After the Anschluss of Austria on March 13, 1938, nearly 200,000 Jews were added to the Reich. Hitler’s radical racial point of view was combined with a Social Darwinism that saw the Jew as a source of danger to Germany and humanity, and as a central factor in the dynamic development of hostile ideological trends such as democracy, liberalism, and socialism. Even the Christian sources of ethnic political thinking in Western society were perceived by Hitler as manifestations of the penetration of the Jewish spirit into western European civilization. On January 30, 1939, Hitler declared in the Reichstag that a new world war would lead to the destruction of the Jewish race in Europe. When the war began in Poland, on September 1, 1939, the Germans launched the destruction of Jews there, although for a while this was done occasionally rather than methodically.

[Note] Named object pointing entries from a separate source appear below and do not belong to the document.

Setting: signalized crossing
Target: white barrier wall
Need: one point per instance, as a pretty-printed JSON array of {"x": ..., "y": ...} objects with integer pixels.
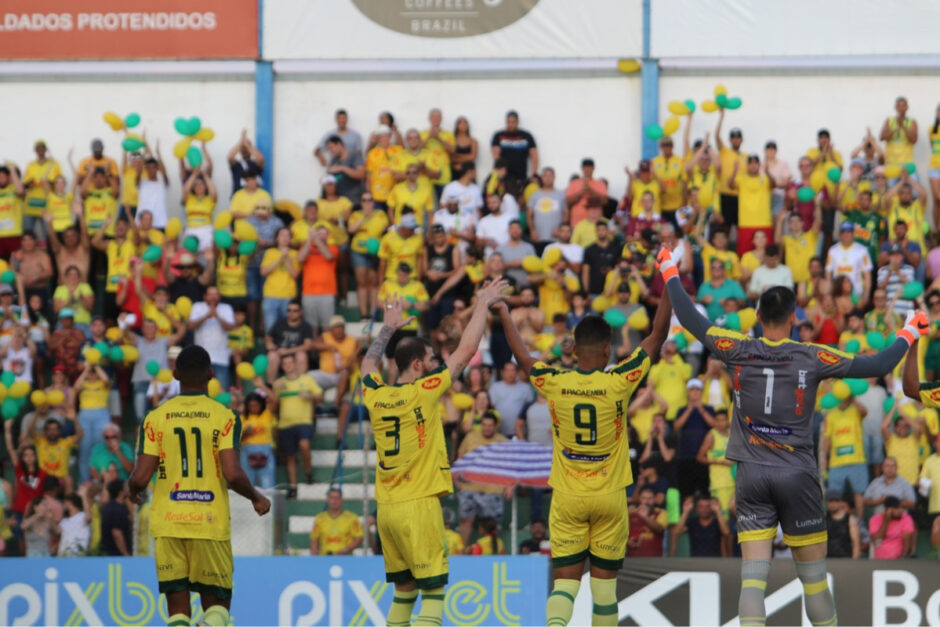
[
  {"x": 571, "y": 118},
  {"x": 67, "y": 113}
]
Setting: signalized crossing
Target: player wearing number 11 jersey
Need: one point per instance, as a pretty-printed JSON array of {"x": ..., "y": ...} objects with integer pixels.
[{"x": 192, "y": 443}]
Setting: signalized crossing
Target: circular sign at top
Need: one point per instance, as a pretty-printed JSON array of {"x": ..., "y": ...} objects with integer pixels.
[{"x": 444, "y": 18}]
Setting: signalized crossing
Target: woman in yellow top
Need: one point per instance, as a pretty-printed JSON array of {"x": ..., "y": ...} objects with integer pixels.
[
  {"x": 91, "y": 387},
  {"x": 199, "y": 198},
  {"x": 258, "y": 440},
  {"x": 367, "y": 224},
  {"x": 280, "y": 270}
]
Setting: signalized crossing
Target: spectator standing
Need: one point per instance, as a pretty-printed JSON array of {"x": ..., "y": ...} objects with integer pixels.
[{"x": 517, "y": 148}]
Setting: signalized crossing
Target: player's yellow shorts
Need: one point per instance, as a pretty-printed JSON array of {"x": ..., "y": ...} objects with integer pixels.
[
  {"x": 412, "y": 534},
  {"x": 203, "y": 566},
  {"x": 594, "y": 526}
]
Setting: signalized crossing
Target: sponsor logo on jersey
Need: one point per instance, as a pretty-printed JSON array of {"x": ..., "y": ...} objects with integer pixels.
[
  {"x": 724, "y": 344},
  {"x": 827, "y": 358}
]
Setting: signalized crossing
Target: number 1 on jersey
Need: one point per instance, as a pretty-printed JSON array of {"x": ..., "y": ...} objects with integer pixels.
[{"x": 769, "y": 391}]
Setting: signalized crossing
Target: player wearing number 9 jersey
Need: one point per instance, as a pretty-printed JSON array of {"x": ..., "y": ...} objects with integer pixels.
[
  {"x": 775, "y": 383},
  {"x": 413, "y": 471},
  {"x": 591, "y": 458},
  {"x": 192, "y": 443}
]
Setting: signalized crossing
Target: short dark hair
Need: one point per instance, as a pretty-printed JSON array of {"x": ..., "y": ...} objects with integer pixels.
[
  {"x": 776, "y": 305},
  {"x": 593, "y": 331},
  {"x": 192, "y": 366},
  {"x": 408, "y": 349}
]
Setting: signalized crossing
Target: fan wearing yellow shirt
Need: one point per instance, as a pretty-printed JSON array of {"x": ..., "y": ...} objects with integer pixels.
[
  {"x": 413, "y": 470},
  {"x": 192, "y": 444},
  {"x": 591, "y": 460},
  {"x": 335, "y": 531}
]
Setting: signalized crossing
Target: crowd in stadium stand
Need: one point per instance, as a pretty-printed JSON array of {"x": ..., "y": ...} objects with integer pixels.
[{"x": 101, "y": 286}]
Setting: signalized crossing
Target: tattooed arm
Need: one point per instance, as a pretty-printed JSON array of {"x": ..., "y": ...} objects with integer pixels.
[{"x": 470, "y": 341}]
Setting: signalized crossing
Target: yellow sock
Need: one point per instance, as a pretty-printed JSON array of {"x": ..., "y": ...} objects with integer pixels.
[
  {"x": 399, "y": 615},
  {"x": 604, "y": 592},
  {"x": 432, "y": 607},
  {"x": 561, "y": 602}
]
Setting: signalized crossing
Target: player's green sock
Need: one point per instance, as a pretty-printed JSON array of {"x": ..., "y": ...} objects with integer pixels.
[
  {"x": 604, "y": 592},
  {"x": 399, "y": 615},
  {"x": 561, "y": 602},
  {"x": 216, "y": 616},
  {"x": 432, "y": 607}
]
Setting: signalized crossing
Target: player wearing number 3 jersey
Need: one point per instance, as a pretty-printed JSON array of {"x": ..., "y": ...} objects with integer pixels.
[
  {"x": 775, "y": 382},
  {"x": 413, "y": 471},
  {"x": 192, "y": 443},
  {"x": 591, "y": 458}
]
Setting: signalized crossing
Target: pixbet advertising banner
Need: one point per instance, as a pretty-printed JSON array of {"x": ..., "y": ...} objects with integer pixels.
[
  {"x": 128, "y": 29},
  {"x": 268, "y": 591}
]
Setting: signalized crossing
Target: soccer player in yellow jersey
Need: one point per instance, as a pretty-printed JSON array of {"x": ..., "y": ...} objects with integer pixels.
[
  {"x": 192, "y": 442},
  {"x": 591, "y": 459},
  {"x": 413, "y": 471}
]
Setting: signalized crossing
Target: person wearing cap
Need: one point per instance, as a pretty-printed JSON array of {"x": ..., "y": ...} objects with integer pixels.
[
  {"x": 850, "y": 258},
  {"x": 754, "y": 187},
  {"x": 728, "y": 156},
  {"x": 668, "y": 169},
  {"x": 842, "y": 525},
  {"x": 638, "y": 185},
  {"x": 379, "y": 180},
  {"x": 402, "y": 245},
  {"x": 582, "y": 189},
  {"x": 516, "y": 147},
  {"x": 414, "y": 192}
]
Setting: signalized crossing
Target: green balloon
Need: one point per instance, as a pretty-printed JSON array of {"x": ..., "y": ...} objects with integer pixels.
[
  {"x": 615, "y": 318},
  {"x": 805, "y": 194},
  {"x": 654, "y": 131},
  {"x": 260, "y": 364},
  {"x": 222, "y": 238},
  {"x": 153, "y": 253},
  {"x": 247, "y": 248},
  {"x": 829, "y": 401},
  {"x": 912, "y": 290}
]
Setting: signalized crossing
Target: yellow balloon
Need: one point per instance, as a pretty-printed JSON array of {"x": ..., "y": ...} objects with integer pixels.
[
  {"x": 709, "y": 106},
  {"x": 245, "y": 232},
  {"x": 180, "y": 147},
  {"x": 205, "y": 134},
  {"x": 677, "y": 107},
  {"x": 131, "y": 354},
  {"x": 223, "y": 220},
  {"x": 671, "y": 126},
  {"x": 184, "y": 305},
  {"x": 462, "y": 401},
  {"x": 532, "y": 264},
  {"x": 841, "y": 390},
  {"x": 215, "y": 388},
  {"x": 92, "y": 355},
  {"x": 55, "y": 397},
  {"x": 174, "y": 227},
  {"x": 638, "y": 320},
  {"x": 245, "y": 371}
]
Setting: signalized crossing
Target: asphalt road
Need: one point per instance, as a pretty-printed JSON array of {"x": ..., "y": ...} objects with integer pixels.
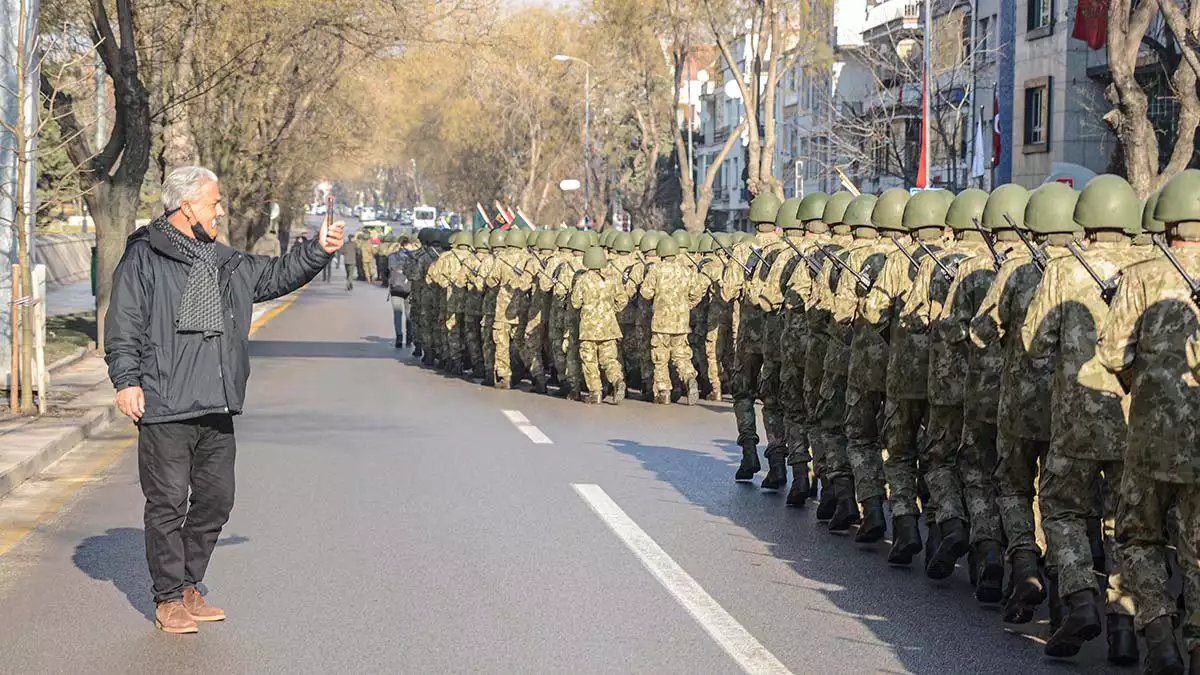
[{"x": 390, "y": 519}]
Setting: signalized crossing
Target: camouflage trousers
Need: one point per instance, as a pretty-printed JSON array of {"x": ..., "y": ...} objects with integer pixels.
[
  {"x": 814, "y": 374},
  {"x": 939, "y": 457},
  {"x": 597, "y": 356},
  {"x": 828, "y": 437},
  {"x": 864, "y": 410},
  {"x": 1065, "y": 495},
  {"x": 966, "y": 487},
  {"x": 502, "y": 336},
  {"x": 901, "y": 429},
  {"x": 718, "y": 345},
  {"x": 533, "y": 348},
  {"x": 669, "y": 350},
  {"x": 1141, "y": 542},
  {"x": 1017, "y": 472},
  {"x": 473, "y": 340}
]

It was also at about this time that the systematic killing of the mentally ill with toxic gas was undertaken, on Hitler’s orders. The systematic killing of Jews began after the German invasion of the Soviet Union on June 22, 1941. According to Hitler’s world view and his political strategy, the goal of the territorial expansion – to gain living space in the east – and the destruction of the Jewish people as the central ideological enemy were connected and were the focal point of the whole struggle. The first slaughters of Jews in the Soviet Union were started in June 1941; the killing was then extended to include the rest of the Jews of Europe. On several occasions Hitler reminded the public about his prophecy concerning the destruction of the Jews, and on April 2, 1945, he boasted that he had “exterminated the Jews of Germany and central Europe”. His political testament of April 29, 1945, ended with a call for “merciless resistance to the universal poisoner of all nations – international Jewry.” The following day he committed suicide in his own bunker in Berlin.